LaFarge’s music is hard to define, which is how he prefers it. There’s some old-timey bluegrass elements, jazzy notes straight from the Roaring ’20s and soulful blues delivered in LaFarge’s purposeful warble.
He doesn’t like to pigeonhole himself into a genre; genres are easily obliterated when an artist adds an instrument or subtracts. For example, he explains, if there’s no steel guitar in a country song, is it no longer country? Does bluegrass always have to have a banjo? If a country song lands on pop radio, does that mean it’s a pop song?
“It’s American music, I guess,” he conceded of what he creates. “But I’m actually more motivated calling it world music, now that I spend more than two months a year out of the country.”
Those foreign sojourns include playing folk festivals in Australia, Canada and throughout Europe.
“They have different folk festivals around the world. The word folk music is so broad. It’s not vague, like the term Americana, but it is all-encompassing in many ways,” he said.

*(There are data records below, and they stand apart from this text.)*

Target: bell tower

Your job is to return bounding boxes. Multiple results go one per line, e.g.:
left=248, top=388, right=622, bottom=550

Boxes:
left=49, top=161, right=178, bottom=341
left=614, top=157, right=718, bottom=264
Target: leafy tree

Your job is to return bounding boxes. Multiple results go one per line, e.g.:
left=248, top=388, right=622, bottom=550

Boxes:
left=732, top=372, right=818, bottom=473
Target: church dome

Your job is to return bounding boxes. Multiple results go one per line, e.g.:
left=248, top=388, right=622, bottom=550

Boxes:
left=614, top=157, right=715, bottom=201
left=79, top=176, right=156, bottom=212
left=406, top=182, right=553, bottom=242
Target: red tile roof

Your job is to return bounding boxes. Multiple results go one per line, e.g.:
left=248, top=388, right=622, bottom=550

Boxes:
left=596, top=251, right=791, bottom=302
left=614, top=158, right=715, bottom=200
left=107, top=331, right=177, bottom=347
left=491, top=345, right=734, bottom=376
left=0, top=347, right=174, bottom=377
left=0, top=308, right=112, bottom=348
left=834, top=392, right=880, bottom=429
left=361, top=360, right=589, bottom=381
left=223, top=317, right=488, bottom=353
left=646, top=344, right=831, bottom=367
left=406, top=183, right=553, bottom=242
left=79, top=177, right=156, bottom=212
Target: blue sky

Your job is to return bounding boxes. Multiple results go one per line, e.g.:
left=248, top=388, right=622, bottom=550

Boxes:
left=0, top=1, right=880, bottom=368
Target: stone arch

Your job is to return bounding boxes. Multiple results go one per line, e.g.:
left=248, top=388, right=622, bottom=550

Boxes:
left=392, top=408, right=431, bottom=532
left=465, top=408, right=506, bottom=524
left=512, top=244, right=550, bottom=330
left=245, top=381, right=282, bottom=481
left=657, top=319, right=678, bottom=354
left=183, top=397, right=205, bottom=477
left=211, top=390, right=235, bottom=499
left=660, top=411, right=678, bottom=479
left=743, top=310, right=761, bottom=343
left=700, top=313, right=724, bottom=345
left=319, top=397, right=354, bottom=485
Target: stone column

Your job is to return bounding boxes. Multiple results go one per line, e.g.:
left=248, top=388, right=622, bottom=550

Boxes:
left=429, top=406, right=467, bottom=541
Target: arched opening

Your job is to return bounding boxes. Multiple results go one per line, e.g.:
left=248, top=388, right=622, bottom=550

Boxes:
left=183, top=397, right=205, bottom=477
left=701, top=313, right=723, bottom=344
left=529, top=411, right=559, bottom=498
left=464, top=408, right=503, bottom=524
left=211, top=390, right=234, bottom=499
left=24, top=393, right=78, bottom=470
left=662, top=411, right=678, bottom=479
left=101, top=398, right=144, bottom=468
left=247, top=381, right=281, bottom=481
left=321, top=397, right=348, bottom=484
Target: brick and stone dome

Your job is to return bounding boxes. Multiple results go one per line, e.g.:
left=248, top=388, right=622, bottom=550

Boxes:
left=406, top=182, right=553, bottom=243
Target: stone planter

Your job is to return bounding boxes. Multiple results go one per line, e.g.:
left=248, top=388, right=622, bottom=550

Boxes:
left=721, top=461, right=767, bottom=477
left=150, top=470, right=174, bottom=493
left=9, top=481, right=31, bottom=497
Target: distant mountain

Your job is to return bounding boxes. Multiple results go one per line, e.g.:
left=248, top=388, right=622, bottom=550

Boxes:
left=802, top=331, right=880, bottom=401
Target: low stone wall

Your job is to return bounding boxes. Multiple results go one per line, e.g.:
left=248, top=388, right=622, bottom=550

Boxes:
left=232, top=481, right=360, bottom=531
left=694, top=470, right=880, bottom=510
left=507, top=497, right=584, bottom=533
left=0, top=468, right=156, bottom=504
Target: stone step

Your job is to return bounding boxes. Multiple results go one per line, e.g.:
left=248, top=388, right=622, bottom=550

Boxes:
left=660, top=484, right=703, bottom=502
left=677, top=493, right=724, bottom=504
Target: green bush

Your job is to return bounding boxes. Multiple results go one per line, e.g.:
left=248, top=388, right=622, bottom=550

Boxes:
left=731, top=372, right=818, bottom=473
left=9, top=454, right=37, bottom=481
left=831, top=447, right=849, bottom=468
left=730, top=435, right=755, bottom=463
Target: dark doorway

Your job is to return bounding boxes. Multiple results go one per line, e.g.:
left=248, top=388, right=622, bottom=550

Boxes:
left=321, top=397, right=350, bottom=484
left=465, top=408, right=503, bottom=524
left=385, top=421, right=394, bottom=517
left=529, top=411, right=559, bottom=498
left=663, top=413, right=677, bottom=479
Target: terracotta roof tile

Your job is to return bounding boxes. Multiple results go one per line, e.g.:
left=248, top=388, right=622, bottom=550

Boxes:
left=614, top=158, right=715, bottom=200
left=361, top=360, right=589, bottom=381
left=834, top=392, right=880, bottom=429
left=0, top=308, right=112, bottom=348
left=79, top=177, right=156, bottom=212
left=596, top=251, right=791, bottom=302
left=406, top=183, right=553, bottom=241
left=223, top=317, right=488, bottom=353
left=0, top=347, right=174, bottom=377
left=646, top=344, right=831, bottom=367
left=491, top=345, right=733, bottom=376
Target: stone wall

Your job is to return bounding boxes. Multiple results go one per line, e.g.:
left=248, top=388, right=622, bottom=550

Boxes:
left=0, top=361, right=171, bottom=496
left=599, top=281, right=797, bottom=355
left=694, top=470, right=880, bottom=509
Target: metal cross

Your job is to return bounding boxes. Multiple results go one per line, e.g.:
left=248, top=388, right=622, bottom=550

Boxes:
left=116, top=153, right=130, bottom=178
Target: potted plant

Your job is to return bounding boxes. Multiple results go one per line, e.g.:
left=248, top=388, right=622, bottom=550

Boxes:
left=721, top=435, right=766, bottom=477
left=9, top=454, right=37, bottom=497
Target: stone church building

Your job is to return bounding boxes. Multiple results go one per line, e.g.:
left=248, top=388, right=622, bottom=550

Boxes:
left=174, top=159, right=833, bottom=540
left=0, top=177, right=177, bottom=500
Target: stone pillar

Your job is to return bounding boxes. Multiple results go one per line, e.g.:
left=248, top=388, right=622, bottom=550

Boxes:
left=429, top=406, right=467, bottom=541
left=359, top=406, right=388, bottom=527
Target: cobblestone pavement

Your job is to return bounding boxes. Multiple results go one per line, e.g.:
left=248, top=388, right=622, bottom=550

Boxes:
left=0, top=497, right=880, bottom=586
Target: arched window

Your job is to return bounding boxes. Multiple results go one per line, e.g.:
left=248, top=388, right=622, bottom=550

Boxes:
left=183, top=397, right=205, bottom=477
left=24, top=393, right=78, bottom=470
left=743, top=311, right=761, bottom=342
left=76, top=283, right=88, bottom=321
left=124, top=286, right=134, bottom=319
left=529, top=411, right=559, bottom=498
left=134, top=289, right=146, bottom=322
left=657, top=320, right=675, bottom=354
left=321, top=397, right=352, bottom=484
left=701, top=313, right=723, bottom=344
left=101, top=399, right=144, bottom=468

“The thing I’m always looking for in music, I like to see cross-pollination, but I also like to see connection to a place,” he added. “The thing I like about rocksteady music, which is roots reggae, is that it is clearly 100 percent Jamaican music, no doubt about it. ... But it’s also ’50s soul, the groove just split, but the melody is similar. It’s the same thing I love about African music and its connections to blues and funk and soul. I like things that are totally authentic, totally new but is rooted in the soul, the original music.”
LaFarge is bringing three of his bandmates to the festival, the first time he will perform here. But he has been to Tucson once before, about five years ago when he and the band pit-stopped here on their way to somewhere else.
“There’s an amazing hotel there in Tucson. Is that the Congress?” he asks. “I’ve only pulled through town and eaten at the cafe and stayed at the hotel. And oh my God, the music that you hear. It seemed like the coolest place ever.”
LaFarge is set to perform at 9 p.m. Saturday, May 5.